For a short period in the 1960s, we saw political assassination as the new normal. The president, Malcolm-X, Martin Luther King, Jr., Bobby Kennedy—they were the victims in a five-year span where America transmuted from the leader of the free world to a second-rate nation. We talk about Pax Americana, but when we do, we often forget to factor in the late sixties which were anything but peaceful and anything but American.
But we recovered. Relative calm returned, despite difficulties as divergent as strife in the Middle East and the inability to put a stop to racial bias and bigotry. We always seemed to be moving forward, albeit slowly. Pax Americana signified relative calm after the World Wars, and we achieved that.
One factor that we took for granted throughout was that our leaders would lead, that the person we elected president would share a vision of America that the great majority of us shared—filled with all the shibboleths from all our patriotic songs—"land of the free," "with liberty and justice for all," "let freedom ring." Only one president in that era tried to divide the country into good and evil by pandering to the fearful silent majority, but even he ultimately resigned when he realized his own power was diminished and the country would not withstand such divisiveness.
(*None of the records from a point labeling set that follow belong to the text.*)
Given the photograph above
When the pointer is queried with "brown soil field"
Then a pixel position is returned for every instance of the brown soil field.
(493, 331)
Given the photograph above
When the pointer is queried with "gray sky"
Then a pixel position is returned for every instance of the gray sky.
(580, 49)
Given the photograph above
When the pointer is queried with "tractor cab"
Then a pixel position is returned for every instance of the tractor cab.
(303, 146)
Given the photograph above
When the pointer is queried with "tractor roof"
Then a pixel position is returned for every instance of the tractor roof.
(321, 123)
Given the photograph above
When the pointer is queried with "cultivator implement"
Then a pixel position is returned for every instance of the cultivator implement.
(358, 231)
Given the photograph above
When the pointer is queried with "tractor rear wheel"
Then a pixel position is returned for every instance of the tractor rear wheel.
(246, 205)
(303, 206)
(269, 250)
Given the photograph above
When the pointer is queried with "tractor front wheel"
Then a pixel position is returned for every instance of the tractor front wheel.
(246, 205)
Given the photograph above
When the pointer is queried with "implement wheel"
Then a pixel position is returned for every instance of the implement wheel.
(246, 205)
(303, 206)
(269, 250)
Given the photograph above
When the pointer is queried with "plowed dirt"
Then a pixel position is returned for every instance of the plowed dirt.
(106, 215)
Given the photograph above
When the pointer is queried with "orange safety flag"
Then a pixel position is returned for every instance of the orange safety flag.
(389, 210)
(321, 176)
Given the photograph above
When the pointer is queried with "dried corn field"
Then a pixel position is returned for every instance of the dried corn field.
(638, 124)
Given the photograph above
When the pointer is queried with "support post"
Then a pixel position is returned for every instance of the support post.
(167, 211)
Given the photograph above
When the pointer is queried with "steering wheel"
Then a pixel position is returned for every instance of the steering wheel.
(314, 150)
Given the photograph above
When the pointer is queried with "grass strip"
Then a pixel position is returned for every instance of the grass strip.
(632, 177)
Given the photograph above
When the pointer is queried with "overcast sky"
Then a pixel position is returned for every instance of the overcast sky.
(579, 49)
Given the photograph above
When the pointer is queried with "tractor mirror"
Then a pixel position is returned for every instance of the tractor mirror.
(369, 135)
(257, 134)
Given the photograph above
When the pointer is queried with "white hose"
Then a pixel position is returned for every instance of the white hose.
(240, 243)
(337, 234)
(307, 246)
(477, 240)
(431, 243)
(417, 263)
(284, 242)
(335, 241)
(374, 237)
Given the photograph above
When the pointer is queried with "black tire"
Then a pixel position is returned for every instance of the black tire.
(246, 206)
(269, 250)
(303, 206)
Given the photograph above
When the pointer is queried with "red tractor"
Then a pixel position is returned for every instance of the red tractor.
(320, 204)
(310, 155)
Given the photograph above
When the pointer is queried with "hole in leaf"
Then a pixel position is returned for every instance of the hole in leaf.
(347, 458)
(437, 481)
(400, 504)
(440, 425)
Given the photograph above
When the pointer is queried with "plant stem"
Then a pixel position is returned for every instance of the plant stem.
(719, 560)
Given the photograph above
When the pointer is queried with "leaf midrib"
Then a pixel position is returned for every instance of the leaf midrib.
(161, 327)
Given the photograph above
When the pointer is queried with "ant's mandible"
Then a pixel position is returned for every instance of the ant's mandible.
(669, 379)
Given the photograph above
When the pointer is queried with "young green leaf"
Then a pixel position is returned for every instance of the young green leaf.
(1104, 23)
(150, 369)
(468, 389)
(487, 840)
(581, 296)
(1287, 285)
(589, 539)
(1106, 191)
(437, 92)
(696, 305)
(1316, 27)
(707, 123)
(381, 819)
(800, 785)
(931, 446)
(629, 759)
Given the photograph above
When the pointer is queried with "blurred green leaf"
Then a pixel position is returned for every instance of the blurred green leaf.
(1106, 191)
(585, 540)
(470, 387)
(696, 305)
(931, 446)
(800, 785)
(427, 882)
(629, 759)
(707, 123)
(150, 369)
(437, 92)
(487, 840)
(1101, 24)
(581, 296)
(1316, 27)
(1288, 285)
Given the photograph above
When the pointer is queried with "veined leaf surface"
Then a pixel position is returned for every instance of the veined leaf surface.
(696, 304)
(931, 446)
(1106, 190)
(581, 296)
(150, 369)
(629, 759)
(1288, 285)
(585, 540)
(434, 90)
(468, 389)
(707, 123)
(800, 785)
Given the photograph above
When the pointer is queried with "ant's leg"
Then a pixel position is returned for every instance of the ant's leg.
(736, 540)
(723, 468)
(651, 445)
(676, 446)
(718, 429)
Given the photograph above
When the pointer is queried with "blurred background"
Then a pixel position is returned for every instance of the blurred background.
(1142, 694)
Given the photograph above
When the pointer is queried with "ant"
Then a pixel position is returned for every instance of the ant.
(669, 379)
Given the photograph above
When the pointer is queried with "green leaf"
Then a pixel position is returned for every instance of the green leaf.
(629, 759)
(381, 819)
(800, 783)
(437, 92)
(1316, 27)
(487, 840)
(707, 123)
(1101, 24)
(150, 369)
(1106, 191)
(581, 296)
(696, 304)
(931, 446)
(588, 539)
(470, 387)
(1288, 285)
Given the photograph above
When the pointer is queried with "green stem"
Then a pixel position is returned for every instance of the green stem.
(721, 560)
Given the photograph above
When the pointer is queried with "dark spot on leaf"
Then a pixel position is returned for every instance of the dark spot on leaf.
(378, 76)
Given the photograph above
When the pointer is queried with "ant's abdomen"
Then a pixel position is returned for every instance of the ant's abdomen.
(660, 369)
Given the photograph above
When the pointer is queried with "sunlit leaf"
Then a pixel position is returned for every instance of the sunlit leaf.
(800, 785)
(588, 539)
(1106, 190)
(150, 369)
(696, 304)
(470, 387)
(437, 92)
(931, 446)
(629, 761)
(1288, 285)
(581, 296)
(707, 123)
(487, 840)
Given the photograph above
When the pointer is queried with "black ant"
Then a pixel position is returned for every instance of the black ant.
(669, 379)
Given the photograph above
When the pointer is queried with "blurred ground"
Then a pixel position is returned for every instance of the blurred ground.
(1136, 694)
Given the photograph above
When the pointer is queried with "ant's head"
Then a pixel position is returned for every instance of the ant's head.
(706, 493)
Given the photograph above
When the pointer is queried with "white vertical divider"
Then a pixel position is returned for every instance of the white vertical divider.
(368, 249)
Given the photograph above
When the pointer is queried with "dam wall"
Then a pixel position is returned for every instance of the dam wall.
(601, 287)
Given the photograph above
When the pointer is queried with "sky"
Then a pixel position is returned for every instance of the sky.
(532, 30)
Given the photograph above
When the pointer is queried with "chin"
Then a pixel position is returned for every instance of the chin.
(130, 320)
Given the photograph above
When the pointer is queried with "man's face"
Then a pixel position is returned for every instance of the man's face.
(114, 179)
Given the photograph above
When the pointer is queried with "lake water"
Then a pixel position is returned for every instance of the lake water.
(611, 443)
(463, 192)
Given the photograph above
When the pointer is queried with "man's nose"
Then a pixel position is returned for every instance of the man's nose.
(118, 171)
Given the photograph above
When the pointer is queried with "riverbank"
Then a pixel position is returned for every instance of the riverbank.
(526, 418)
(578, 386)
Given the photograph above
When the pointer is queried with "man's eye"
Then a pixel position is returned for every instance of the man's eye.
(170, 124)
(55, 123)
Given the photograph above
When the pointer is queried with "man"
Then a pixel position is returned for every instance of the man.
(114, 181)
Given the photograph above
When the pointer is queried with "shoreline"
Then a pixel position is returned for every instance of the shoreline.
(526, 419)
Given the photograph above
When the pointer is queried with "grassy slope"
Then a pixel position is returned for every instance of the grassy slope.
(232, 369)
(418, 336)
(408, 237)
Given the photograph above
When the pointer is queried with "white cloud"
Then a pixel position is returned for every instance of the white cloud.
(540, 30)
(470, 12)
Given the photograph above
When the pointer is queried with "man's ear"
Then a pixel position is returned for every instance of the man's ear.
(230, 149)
In a sense the presidency of Richard Nixon proved Abraham Lincoln right: a house divided against itself, cannot stand. But there's more to Lincoln's comment: "I believe this government cannot endure, permanently, half slave and half free. I do not expect the Union to be dissolved — I do not expect the house to fall — but I do expect it will cease to be divided."
It will cease to be divided.
Some might see that as hopeful; others, ominous. We will decide in 2020 whether we want a unified country with a strongman at the helm of an autocracy, or a unified country that believes the phrases we sing about at baseball games and that our children repeat in school every day. Do we want more decades of Pax Americana, or do we follow the new nationalists (in America and elsewhere) into decades of strife and war, where the homeland and its native populace trumps everything. The choice is ours.
We have failed before—we have given in to fear and elected leaders who have sought to divide us. And by we, I mean not only Americans, but people in every civilized nation who have conflated nationalism and patriotism and, in the shadow of that error, performed horrible misdeeds. After all, what is genocide but misguided, extreme, diabolical nationalism? And internment, the caging of children, the economic isolation of minorities, the strictures against immigrants, even the idolatrous symbolism of guns—they're all are part of the same mentality. And every time nationalism has superseded our better judgment, the offending nation and its people have suffered, then repented, in the end sought a better way.
If America truly is more an idea than a place, our next chance for a better way comes by in November 2020. One way or another, we will cease to be divided. Exactly what that means is up to the voters.